# NSW: Bobbin Head surface lures



## OnTheWater

Despite fishing a dead low this weekend in crystal clear water, the bream and whiting still came out to play on the surface. The bream were average size but the whiting were decent.




























Blog: www.fishingfables.com


----------



## intrepid

love your blog mate!

btw - what is the orange lure? looks like its popular!


----------



## OnTheWater

Thanks for the blog feedback, very much appreciated. That lure is certainly a favourite - the brand is called Zip Baits and I think Mo Tackle stocks them, but don't tell anyone about my secret weapon!

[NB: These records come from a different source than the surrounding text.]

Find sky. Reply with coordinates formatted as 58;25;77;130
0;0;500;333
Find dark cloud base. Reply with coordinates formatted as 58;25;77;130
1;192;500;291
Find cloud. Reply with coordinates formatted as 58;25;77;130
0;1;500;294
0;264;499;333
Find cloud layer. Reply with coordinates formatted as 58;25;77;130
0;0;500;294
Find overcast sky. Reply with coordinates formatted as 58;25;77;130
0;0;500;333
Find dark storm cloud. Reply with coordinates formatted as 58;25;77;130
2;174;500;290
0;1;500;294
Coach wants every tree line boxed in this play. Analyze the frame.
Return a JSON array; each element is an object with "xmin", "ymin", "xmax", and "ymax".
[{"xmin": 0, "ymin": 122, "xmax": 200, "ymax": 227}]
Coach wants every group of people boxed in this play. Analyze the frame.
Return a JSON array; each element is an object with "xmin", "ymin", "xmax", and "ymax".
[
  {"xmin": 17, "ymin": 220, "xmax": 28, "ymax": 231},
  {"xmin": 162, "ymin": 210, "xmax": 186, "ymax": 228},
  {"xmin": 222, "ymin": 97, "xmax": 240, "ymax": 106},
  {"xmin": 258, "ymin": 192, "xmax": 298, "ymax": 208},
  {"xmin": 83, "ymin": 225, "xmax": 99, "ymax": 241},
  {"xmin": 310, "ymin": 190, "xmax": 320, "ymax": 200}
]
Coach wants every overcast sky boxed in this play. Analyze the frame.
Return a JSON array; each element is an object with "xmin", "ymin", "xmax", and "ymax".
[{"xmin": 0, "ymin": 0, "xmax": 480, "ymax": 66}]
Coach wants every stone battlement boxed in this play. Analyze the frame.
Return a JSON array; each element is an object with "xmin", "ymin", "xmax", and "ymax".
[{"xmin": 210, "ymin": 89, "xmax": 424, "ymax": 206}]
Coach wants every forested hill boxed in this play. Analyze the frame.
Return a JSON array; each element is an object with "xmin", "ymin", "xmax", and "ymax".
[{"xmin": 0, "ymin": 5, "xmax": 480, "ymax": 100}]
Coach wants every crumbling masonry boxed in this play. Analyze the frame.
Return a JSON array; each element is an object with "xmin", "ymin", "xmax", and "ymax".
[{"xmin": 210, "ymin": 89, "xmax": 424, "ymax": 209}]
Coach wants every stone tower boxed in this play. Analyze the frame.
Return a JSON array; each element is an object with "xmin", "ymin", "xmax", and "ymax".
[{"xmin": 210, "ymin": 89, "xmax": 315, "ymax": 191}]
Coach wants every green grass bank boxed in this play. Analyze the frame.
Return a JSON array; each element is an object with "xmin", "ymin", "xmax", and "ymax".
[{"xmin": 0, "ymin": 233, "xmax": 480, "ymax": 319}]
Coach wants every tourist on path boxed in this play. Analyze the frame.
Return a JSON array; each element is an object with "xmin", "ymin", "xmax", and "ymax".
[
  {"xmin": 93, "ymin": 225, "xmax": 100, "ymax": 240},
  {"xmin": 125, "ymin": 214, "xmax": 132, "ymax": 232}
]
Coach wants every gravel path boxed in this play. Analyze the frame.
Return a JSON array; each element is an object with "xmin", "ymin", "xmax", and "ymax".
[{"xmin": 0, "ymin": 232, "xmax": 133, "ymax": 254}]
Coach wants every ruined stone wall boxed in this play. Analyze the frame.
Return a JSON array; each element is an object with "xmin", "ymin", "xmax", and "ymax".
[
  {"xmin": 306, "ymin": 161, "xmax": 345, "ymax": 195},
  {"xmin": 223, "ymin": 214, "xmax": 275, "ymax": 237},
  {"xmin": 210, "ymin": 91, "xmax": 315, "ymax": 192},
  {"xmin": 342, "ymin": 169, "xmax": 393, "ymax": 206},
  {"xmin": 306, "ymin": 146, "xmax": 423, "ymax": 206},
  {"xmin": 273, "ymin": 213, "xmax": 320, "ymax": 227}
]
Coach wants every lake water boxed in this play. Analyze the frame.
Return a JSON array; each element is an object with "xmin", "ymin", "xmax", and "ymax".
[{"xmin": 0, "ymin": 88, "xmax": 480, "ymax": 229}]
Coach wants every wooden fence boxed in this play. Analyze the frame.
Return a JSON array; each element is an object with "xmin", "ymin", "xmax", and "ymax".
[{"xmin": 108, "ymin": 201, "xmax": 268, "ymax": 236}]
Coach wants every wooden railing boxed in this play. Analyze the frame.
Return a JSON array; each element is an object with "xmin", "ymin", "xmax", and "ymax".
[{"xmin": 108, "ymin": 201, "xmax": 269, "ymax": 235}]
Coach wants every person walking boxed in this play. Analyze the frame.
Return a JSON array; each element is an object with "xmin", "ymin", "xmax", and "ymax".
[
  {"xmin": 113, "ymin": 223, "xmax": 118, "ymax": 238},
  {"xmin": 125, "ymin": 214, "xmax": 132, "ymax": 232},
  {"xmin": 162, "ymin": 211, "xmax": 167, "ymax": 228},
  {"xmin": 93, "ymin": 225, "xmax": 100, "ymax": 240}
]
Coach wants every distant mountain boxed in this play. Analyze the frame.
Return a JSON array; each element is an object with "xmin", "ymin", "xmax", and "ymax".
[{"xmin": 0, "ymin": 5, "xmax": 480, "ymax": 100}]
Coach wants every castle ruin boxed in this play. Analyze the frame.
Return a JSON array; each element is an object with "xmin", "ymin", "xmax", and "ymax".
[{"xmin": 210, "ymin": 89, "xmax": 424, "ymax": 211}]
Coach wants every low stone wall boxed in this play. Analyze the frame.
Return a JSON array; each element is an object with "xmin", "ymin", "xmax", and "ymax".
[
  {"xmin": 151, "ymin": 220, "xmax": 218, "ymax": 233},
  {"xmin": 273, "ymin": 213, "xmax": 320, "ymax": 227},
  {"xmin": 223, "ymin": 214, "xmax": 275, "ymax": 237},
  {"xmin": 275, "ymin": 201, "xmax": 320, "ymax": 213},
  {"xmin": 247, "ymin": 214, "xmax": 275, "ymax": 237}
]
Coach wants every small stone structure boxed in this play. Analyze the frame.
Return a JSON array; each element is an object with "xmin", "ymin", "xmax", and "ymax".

My other all time favourite lure is a Lucky Craft Sammy 65 - strongly recommend you give that one a go too.

Cheers
Jason


----------



## intrepid

thanks Jason, seeing pics of nice fish out of my 'local' inspires me to commit to more early morning rises


----------



## OnTheWater

No worries Dave, keep in touch, would be happy for you to join us on a few early morning missions over summer. Cheers, Jason


----------



## twojay

Great blog mate, some good reading on there!
Looks the same area I fish at Bobbo. Been getting some good flatties down there lately.


----------



## OnTheWater

Thanks for the kind comments on the blog - if you follow it you will see more on Bobbo over coming months as things hot up. Really keen to hook a few Estuary Perch. I've also seen some flatties down there lately - some big ones too. Stay in touch if you fish the area mate, always keen to spend time on the water with other keen yakkers


----------



## bjfisherman

Hi. Just tried looking for the blog, without success. Can you post a link?


----------



## OnTheWater

Here you go mate: www.fishingfables.com


----------



## twojay

OnTheWater said:


> Thanks for the kind comments on the blog - if you follow it you will see more on Bobbo over coming months as things hot up. Really keen to hook a few Estuary Perch. I've also seen some flatties down there lately - some big ones too. Stay in touch if you fish the area mate, always keen to spend time on the water with other keen yakkers


Sounds good mate. Getting a pa12 weekend after this so will be down for session quite often there then. Few good eps coming from the road bridge over cockle creek


----------



## rudi

Nice Blog mate. Things are certainly hotting up down there ATM (apart from this week with the fresh we had).I think ive seen you out a few times? I've got a yellow PA.


----------



## OnTheWater

Hi there - yes I think I've seen you on the water early a few mornings. Let's hope we get some good weather over coming weeks so the fishing gets back on track. Stay in touch - be good to chase a few fish with you at Bobbin Head some time. Pittwater and Barrenjoey are also fun in summer. Jason


----------